Al éxtasis llegué 6 meses después –sí, 180 días- cuando volví a bajar al pequeño mercado. Me recibieron como si fuésemos íntimos amigos. Me arrasaron con su Marketing cuando el frutero me preguntó si me habían gustado las manzanas y si quería más. Y el charcutero hasta me ofreció jamón “de ese que tomo yo”. Fue como lo del profesor que empezó la clase con “decíamos ayer”.

Me gusta comprar allí. Los sábados por la mañana aprovecho para deleitarme con el soniquete de los tenderos que vocean las virtudes de su género. Disfruto al bajar y ponerme en colas en la que “pido la vez” para mantener el orden. A veces no la pido para observar a las viejas calibrarme intentando saber si podrán colarse. Miden mi voluntad mientras dan pataditas a la cesta ganando terreno. Me divierten sus esfuerzos, y procuro esperar hasta el último segundo para girar el cuerpo entero y echar una mirada de Rayos X. El orden retorna con facilidad. Que no me habían visto y eso.
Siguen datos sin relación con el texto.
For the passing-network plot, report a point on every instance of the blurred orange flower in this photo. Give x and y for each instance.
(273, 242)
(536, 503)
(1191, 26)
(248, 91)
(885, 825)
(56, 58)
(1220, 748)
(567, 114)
Fascinado sigo con este Marketing intuitivo. Sé que compro más caro, pero les siento como a una pequeña familia. Y coño, que se lo merecen. 
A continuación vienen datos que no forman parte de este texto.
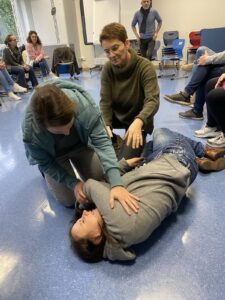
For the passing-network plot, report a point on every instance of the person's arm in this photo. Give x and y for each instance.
(217, 58)
(150, 107)
(30, 51)
(133, 26)
(8, 58)
(103, 148)
(41, 53)
(106, 96)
jueves, 20 de junio de 2019

Papá


Mi padre es administrativo, tiene las manos pequeñas y cuando yo era un niño, olía a tabaco negro y al frío de la calle.

Cuando volvía de trabajar traía cara de sueño porque madrugaba mucho, y muchas veces, una sorpresa.

Mi padre ya no vive. Le echo de menos.

Tuvo manos pequeñas, y hasta hace poco, muy poco, siempre me trajo sabios consejos y soluciones cariñosas.

Mi Padre hoy ya no me puede invitar a comer.

Te quiero Papá.

*- Escrito el primer día del padre sin mi padre.

#quesuertehetenido

viernes, 14 de junio de 2019

Lógica

Los meteorólogos, cuando coinciden en el ascensor, hablan de cosas profundas.

PD – Hoy he tenido un viaje incómodo en el ascensor y hemos hablado, como no, del tiempo.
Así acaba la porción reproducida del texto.